C'est désormais au juge de trancher: la DGCCRF a annoncé à la mi-août avoir assigné les sociétés HomeAway France et EG Vacation Rentals Ireland Limited, gestionnaires de la plateforme, devant le tribunal judiciaire de Paris, afin de "faciliter l'indemnisation des victimes" d'annonces frauduleuses, expliquait-elle alors dans un communiqué. L'audience, dont la date n'est pas publique, se tiendra dans les mois à venir. Abritel a répondu être "très confiant" sur sa capacité à "démontrer au tribunal la réalité de [ses] efforts constants pour inciter les vacanciers à faire preuve de prudence".
Faut-il en faire plus pour lutter contre les arnaques, ou promettre moins ? Le statut d'hébergeur, source de contentieux, a été l'objet de nombreuses décisions de justice, en faveur comme en défaveur des plateformes. La jurisprudence a ainsi peu à peu précisé le cadre tracé par la loi LCEN. "Le droit déteste les zones d'irresponsabilité", avance l'avocat spécialisé en droit numérique Gérard Haas. "Il y un vrai débat juridique sur le rôle de la plateforme: si elle ne vérifie pas les contenus avant qu'ils soient publiés, n'est-elle pas co-responsable en cas de problème ?".
Co-responsables ?
En juin 2020, le tribunal judiciaire de Paris avait ainsi condamné Airbnb à verser 58.000 euros à une propriétaire parisienne dont le logement avait été illégalement sous-loué sur la plateforme. Le tribunal avait estimé qu'Airbnb exerçait une activité d'éditeur, et non de simple hébergeur, à l'égard de ses hôtes, car l'entreprise jouait un rôle "actif" dans la publication des annonces. Les juges avaient notamment pointé du doigt les directives données par Airbnb à ses hôtes, comme requérir des équipements de base, et le fait que les annonces qui ne les respectaient pas pouvaient être retirées.

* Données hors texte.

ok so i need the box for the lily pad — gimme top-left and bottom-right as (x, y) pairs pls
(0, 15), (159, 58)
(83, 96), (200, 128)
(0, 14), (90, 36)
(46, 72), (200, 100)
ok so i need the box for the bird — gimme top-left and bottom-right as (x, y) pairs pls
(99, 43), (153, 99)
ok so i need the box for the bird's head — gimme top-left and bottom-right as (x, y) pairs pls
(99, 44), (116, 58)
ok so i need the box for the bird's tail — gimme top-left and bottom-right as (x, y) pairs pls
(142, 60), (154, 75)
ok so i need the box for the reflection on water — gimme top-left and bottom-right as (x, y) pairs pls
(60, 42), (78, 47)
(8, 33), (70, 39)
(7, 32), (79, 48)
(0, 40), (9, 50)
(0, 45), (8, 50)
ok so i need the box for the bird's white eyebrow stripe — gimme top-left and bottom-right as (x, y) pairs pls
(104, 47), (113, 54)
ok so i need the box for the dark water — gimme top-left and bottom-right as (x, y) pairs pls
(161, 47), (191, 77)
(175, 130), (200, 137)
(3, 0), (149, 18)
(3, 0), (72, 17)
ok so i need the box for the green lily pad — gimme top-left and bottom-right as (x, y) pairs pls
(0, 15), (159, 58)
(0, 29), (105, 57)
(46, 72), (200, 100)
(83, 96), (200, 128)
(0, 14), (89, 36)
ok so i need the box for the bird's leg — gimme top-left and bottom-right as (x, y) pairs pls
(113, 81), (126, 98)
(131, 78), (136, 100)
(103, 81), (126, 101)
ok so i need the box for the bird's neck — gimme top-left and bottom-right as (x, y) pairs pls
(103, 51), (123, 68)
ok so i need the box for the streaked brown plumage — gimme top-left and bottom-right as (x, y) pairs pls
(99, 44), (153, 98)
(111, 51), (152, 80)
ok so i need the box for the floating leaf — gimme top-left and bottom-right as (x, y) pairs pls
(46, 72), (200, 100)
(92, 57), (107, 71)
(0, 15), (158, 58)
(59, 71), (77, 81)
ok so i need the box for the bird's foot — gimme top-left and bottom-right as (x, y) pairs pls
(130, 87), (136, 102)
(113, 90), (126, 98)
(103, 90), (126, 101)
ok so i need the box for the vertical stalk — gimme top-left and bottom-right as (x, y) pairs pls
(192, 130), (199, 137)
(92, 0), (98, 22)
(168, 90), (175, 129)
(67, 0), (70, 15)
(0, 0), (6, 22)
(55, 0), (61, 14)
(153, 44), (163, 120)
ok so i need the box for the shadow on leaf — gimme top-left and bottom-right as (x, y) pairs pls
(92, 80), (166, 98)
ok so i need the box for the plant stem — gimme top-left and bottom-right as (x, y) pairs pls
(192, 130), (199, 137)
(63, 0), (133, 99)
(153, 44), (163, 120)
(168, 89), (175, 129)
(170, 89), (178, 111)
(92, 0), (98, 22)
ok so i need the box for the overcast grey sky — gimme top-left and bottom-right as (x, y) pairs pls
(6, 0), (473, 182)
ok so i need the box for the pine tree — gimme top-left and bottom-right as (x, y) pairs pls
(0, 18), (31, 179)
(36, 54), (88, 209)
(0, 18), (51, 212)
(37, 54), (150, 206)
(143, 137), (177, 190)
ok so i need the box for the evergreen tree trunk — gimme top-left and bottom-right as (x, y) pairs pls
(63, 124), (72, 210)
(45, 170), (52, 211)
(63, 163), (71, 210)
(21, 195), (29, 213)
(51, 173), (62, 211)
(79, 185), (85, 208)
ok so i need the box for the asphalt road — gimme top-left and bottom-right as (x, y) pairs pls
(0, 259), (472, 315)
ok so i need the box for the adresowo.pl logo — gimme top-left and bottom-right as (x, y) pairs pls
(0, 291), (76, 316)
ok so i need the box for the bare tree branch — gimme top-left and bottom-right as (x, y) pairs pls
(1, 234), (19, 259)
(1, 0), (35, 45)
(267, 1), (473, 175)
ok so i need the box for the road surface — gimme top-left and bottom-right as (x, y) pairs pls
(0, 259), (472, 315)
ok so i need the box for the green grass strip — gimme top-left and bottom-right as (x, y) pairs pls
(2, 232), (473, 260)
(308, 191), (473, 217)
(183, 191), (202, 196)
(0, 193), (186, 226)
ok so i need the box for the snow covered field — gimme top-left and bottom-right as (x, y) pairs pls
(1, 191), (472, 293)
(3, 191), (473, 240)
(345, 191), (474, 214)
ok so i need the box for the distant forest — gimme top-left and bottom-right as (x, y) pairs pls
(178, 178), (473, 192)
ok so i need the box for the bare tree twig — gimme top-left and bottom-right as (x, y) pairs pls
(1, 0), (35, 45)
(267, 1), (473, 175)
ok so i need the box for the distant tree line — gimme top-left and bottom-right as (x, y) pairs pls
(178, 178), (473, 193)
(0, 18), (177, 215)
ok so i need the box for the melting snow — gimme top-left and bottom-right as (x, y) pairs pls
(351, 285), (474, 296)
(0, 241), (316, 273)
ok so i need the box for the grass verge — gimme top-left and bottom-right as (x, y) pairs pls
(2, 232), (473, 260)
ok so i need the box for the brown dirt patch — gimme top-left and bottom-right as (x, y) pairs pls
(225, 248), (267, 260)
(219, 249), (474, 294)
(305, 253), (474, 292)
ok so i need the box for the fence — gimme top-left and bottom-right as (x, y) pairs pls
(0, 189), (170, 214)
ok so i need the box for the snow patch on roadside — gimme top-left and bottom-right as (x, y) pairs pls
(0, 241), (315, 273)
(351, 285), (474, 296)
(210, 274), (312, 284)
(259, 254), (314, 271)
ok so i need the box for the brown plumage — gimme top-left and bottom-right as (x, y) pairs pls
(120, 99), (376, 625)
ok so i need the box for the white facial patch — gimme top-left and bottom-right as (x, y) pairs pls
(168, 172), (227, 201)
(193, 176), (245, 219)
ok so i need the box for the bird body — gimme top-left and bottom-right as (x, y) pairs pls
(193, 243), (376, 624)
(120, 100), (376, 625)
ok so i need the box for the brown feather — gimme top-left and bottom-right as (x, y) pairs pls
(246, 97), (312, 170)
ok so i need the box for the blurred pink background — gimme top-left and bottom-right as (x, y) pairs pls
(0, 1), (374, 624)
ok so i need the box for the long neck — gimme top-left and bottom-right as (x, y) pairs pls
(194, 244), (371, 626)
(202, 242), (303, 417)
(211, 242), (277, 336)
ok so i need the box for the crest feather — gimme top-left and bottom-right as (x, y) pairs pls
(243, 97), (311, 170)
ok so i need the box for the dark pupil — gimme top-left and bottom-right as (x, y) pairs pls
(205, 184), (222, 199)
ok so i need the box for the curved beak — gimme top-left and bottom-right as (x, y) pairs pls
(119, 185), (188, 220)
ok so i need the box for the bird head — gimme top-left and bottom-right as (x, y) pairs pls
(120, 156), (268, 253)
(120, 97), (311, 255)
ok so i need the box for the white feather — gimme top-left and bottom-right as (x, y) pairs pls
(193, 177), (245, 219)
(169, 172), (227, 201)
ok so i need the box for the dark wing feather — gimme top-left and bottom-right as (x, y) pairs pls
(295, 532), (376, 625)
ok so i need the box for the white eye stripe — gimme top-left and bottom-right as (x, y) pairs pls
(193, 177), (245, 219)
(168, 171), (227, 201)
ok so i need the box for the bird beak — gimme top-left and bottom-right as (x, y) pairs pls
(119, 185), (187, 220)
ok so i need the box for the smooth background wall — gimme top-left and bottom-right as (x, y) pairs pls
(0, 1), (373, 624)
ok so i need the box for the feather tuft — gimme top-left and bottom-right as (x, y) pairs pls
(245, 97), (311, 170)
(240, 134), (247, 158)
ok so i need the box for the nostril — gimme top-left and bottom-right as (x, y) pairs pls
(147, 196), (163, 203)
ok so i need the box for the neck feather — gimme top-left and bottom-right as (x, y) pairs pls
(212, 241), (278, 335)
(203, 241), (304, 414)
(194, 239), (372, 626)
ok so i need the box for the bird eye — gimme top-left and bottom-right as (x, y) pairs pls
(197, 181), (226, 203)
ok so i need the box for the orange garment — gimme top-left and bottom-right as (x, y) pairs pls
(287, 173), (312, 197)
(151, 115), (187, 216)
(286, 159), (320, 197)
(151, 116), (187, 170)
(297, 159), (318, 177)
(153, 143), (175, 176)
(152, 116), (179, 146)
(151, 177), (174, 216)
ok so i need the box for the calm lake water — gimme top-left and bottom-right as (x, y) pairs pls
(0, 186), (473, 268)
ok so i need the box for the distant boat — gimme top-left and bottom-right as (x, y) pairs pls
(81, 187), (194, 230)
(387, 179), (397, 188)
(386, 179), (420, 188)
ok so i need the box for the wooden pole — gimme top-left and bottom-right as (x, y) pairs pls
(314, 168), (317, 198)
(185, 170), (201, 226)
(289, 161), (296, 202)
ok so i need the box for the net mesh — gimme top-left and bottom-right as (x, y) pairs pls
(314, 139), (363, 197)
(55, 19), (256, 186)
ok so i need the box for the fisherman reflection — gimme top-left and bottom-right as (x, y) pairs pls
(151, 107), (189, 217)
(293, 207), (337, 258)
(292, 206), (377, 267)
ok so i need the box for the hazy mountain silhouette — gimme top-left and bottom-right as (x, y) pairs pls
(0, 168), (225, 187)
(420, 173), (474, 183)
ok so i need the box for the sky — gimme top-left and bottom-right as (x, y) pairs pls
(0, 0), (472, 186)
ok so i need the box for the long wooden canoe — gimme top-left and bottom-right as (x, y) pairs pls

"La jurisprudence montre qu'on exige aujourd'hui un devoir de vigilance renforcé de la part des plateformes. On leur demande de rendre des comptes et elles sont de plus en plus tenues à opérer des vérifications", explique Gérard Haas, nuançant que cela "ne remettait pas fondamentalement en cause" le statut d'hébergeur, mais posait surtout la question d'une co-responsabilité.
"Même si ce n'est pas une responsabilité juridique, je considère qu’on est quand même un peu responsable de ce qui se passe sur notre plateforme", rétorque Corinne Jolly, présidente de PAP. Le site de location et de vente immobilières entre particuliers possède une section dédiée aux logements de vacances, avec 30.000 annonces au compteur. Une équipe de quatre personnes, "des seniors", s'attelle à la détection des signaux suspects. Toute annonce postée par un utilisateur inconnu va être l'objet de vérifications, comme des pièces justificatives récentes ou même un appel en visio.
Face aux fraudeurs, l'humain est plus polyvalent que l'algorithme. "Les techniques utilisées par les escrocs changent constamment. Une nouvelle façon de procéder apparaît tous les six mois", souligne la dirigeante. Au final, assure-t-elle, PAP Vacances ne compte que quelques cas chaque année qui passent les mailles du filet, c'est-à-dire que l'annonce est publiée, et très peu d'arnaques effectives. Pour Corinne Jolly, "ça demande beaucoup de temps mais ça vaut le coup: une annonce de location de vacances, pour une résidence secondaire, ça dure des années".